Il n’y a pas de temps à perdre, a déclaré Manuel Valls, et pourtant tout indique qu’il sera bien difficile si ce n’est impossible de rattraper le temps perdu. Malgré la fermeté des propos, tout concourt à rendre les mois à venir synonymes d’immobilisme. En évoquant les futurs campagnes électorales, les tensions qui peuvent y être liées ou les tentations de surenchère, le Premier ministre semble même, au détour de quelques formules, s’exprimer pour lui-même. Ne fait-il pas désormais figure de recours crédible en cas de renoncement de l’actuel président de la République à briguer un second mandat ?

Il n’est pas dupe non plus de son propre discours, quand, évoquant les travaux qui s’ouvrent, il indique que des réponses concrètes et précises doivent être apportées, alors qu’il a manifestement conscience que ce ne sera pas le cas, tout simplement parce que certaines divergences sont telles, qu’elles ne permettent qu’une juxtaposition d’avis et de points de vue mais en aucun cas un accord ou une synthèse.

Il en va ainsi de la question du corps électoral référendaire pour laquelle le relevé de conclusions se contente de reprendre scrupuleusement les opinions de chaque groupe politique et de proposer la réalisation d’une expertise constitutionnelle et législative.
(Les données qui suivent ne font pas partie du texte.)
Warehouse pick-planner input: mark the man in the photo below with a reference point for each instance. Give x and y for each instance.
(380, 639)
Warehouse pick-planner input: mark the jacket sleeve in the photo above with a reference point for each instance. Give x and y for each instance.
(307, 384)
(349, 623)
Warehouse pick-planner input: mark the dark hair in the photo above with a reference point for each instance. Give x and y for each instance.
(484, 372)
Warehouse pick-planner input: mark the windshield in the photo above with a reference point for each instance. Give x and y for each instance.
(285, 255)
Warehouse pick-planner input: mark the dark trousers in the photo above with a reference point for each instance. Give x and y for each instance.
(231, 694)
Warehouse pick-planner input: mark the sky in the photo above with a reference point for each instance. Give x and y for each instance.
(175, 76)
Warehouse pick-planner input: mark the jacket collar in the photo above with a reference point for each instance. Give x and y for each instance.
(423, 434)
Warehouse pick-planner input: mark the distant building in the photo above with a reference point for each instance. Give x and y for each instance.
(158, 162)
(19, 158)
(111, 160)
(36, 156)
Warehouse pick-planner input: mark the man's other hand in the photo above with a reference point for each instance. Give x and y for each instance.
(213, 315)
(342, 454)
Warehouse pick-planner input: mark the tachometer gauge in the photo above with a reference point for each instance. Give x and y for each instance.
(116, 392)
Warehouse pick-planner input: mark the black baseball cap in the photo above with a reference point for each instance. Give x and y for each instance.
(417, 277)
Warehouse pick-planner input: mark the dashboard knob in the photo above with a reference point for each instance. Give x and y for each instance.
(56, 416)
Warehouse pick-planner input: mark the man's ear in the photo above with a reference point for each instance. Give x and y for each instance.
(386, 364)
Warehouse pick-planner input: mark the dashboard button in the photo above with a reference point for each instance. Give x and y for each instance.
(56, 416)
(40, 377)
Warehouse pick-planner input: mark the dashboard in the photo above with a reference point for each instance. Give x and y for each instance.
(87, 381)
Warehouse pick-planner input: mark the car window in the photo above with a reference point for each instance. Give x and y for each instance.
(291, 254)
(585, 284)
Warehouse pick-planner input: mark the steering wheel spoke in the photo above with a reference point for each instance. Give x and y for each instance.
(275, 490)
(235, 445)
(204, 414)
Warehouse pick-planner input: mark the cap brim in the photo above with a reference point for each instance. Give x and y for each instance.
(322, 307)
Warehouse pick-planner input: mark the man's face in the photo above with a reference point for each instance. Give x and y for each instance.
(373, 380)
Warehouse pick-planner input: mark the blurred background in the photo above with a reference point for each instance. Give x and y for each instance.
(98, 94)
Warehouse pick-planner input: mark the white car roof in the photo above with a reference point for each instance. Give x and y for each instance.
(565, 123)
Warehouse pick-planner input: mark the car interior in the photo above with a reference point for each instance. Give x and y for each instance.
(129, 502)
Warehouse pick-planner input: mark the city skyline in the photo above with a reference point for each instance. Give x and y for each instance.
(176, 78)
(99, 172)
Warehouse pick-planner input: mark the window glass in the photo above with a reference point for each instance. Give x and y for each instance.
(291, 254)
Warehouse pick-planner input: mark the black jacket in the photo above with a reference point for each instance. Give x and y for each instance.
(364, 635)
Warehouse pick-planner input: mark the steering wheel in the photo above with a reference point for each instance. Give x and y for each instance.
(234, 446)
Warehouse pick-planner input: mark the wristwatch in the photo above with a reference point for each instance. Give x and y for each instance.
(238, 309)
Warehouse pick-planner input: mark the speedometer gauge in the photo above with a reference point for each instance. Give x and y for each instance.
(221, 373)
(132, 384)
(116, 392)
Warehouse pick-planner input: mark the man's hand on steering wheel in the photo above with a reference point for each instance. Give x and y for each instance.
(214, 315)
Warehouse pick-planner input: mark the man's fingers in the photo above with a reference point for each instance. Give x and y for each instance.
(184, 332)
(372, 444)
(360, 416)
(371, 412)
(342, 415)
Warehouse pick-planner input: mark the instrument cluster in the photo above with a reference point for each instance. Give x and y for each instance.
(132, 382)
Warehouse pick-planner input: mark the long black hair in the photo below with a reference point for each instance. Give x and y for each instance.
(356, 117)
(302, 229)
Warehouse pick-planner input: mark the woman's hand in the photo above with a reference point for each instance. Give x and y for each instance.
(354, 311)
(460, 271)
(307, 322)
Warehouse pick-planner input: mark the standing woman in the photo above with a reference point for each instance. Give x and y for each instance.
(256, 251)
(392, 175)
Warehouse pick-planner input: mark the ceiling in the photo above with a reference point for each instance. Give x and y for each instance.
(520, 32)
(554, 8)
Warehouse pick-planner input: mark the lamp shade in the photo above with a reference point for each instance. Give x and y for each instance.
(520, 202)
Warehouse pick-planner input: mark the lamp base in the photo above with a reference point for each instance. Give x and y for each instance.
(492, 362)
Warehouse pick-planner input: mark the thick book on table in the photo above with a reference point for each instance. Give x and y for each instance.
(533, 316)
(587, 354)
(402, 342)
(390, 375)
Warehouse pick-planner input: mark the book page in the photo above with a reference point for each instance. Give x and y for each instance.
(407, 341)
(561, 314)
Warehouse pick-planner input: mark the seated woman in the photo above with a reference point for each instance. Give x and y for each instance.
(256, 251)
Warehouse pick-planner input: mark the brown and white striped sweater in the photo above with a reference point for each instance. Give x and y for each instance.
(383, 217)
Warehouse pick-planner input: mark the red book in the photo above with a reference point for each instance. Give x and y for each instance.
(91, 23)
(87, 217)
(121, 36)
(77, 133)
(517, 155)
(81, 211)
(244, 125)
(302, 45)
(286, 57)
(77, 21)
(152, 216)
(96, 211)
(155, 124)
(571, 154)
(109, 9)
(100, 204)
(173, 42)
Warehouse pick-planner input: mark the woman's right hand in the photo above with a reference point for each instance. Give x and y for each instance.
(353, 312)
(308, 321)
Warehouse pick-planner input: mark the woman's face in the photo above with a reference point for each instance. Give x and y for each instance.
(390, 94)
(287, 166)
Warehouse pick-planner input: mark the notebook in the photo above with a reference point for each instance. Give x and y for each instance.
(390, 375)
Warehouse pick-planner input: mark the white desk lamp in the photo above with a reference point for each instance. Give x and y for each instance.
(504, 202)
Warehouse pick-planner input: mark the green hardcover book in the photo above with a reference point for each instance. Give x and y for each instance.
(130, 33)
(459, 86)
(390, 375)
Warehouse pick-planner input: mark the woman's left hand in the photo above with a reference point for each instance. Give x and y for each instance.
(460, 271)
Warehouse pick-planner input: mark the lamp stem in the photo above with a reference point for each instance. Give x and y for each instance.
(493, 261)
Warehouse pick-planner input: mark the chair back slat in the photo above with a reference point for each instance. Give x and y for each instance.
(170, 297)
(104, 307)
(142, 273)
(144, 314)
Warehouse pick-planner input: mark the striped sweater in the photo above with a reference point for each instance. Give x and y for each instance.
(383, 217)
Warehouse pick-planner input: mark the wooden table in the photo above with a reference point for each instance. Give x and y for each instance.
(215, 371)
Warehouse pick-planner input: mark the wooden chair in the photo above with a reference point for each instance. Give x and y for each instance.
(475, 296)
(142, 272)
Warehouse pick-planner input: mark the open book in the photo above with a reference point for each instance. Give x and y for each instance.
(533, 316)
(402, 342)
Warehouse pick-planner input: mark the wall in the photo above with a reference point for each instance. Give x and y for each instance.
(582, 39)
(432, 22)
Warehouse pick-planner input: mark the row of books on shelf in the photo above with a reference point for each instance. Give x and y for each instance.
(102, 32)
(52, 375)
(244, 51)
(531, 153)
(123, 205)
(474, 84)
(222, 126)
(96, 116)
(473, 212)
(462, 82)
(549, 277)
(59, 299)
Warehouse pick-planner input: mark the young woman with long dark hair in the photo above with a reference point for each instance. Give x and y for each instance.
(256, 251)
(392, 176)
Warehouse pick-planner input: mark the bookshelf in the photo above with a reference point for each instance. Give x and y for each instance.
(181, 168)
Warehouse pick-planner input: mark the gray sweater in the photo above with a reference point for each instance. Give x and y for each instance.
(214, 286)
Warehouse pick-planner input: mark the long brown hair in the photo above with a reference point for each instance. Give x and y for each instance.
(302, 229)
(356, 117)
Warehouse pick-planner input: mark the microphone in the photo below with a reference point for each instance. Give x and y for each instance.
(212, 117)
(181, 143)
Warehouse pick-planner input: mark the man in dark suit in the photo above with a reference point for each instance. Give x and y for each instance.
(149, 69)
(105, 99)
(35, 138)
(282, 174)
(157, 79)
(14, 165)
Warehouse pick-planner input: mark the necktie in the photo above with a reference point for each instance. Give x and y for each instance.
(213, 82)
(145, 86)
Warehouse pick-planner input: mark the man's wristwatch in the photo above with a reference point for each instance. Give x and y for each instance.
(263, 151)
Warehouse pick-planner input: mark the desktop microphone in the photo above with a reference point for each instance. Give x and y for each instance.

Dans une attitude qui lui est plus personnelle, celle qui a fait de Manuel Valls l’homme de gauche fréquentable par la droite de Gouvernement, le Premier ministre a condamné avec fermeté « le guet-apens » dont ont été victimes six gendarmes à Saint-Louis, dans la droite ligne des propos tenus le samedi précédent par les ministres de l’Intérieur et le garde des Sceaux. L’État régalien entend bien rester maître de ses prérogatives sur l’ensemble du territoire national, quand bien même les agressions contre les forces de l’ordre se produisent aux abords des tribus.

C’est encore la France qui paie

C’est le même État garde-fou qui vient au secours de la Nouvelle-Calédonie pour sauver l’activité minière et métallurgique. Suite au prêt consenti plus tôt dans l’année en faveur de la SLN, le gouvernement vole au secours de Vale, s’apprête à accorder à l’usine du Nord une défiscalisation bonifiée pour la construction de son second four, synonyme, pense-t-on, d’un engagement durable de Glencore, mais avance également que des conditions spécifiques seront accordées à Enercal pour la construction de la centrale électrique de Doniambo, condition sine qua non à la survie de la société Le Nickel. Fallait-il qu’une réponse soit donnée à ceux qui continuent de scander que l’indépendance est viable sur le plan économique ?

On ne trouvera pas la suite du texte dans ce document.